Oh great, the return of bank runs

I’m a little distracted this morning, because of the news that Trump is looking to dismantle the FDIC. The FDIC! The agency that protects deposits and makes sure we don’t have bank runs in which ordinary people watch their savings get wiped out.

Having looked into why the hell anyone would want to do this, even Trump, it appears related to the failure of Silicon Valley Bank last year. Tech mogul types freaked out and demanded that the FDIC guarantee the full amount of deposits at the bank, which the agency did. Musk and other oligarchs are advising Trump to take more control of the agency—undoing it as a separate entity and adding its main function to the Treasury Department—so that the full deposits of rich people will be guaranteed in any future bank run. That is not what the agency is designed to do. Currently it protects deposits up to $250,000 across the board. That is, its raison d'être is to protect the average depositor, not fully compensate the rich for any potential losses. If the goal of deposit insurance changes toward the latter, it will cease to function effectively. The government’s emphasis will be on protecting anyone who can speed dial the President, and letting everyone else drown.

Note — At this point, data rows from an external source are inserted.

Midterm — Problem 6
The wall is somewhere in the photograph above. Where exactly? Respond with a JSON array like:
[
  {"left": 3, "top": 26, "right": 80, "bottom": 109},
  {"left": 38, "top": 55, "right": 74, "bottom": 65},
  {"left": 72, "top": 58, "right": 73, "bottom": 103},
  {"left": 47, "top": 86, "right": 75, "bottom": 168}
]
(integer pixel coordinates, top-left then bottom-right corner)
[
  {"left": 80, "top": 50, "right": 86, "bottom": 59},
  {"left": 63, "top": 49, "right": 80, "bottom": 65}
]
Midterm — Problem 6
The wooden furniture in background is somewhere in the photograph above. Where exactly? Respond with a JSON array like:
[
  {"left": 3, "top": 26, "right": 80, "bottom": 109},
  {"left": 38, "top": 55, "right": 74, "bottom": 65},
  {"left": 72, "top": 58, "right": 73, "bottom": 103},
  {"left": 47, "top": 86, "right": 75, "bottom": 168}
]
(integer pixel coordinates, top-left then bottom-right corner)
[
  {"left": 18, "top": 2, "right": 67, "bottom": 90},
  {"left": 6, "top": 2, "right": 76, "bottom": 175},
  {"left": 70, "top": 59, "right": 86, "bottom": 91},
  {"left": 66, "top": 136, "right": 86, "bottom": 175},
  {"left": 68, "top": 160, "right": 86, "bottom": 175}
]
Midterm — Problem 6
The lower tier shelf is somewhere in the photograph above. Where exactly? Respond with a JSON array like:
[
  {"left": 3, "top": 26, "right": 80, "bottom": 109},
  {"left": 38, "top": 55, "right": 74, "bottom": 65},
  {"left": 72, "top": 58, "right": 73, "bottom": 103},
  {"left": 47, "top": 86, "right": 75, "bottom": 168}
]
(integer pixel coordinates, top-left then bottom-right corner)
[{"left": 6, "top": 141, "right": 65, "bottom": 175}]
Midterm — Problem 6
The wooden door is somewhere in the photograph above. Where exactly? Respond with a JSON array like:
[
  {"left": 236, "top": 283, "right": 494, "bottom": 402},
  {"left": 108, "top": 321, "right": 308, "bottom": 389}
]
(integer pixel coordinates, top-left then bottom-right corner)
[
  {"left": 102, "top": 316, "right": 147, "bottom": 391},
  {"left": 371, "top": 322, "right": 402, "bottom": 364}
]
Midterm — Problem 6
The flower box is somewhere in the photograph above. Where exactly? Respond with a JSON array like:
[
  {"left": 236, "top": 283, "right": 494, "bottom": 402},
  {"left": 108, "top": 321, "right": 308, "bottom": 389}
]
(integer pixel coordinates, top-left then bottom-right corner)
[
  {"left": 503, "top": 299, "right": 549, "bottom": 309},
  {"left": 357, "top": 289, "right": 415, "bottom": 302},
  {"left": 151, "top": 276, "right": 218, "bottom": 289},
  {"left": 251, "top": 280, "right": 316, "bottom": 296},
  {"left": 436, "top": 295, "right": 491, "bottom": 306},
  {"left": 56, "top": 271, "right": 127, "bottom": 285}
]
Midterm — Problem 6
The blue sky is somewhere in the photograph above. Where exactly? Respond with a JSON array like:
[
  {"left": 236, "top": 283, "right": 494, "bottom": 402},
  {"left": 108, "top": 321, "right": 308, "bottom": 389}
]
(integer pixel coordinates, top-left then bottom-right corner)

Needless to say, this is very scary. It is the most telling signal yet on the changes in store for the American economy under the new administration. Every time the GOP undoes some major feature of the New Deal, they put the country at risk. The repeal of the Glass-Steagall Act of 1933 was a direct factor in the financial crisis of 2008, by allowing massive increases in the size of banks. Under the act, ordinary commercial banking and investment banking were kept separate, so financial institutions could only grow so big. It was repealed in 1999. There are arguments back and forth about how much of a factor this was—and, wow, a lot of disinformation from free market ideologues—but do recall that the major catchphrase of the time was “too big to fail.”

Any changes to the FDIC—which was created to prevent bank runs of the type rampant during the Great Depression—would both undermine stability in the market in itself and make it much harder to deal with the impact of any crisis. The incoming administration is about to start tinkering with the most important financial safeguards we have.

If you would like a handy introduction to the Great Depression and the New Deal, a friend of mine wrote one:

As Eric mentions, bank runs decreased by an order of magnitude after the FDIC was created. It was easily able to manage the SVB issue last year. After a stock market crash or failure of multiple large banks, however, we would want the agency to have the flexibility to manage the situation, while sticking to its original mandate.

I suspect knowledge of the Great Depression and its repercussions will unfortunately be very relevant for the next four years and beyond, as we attempt to undo the wreckage caused by these people.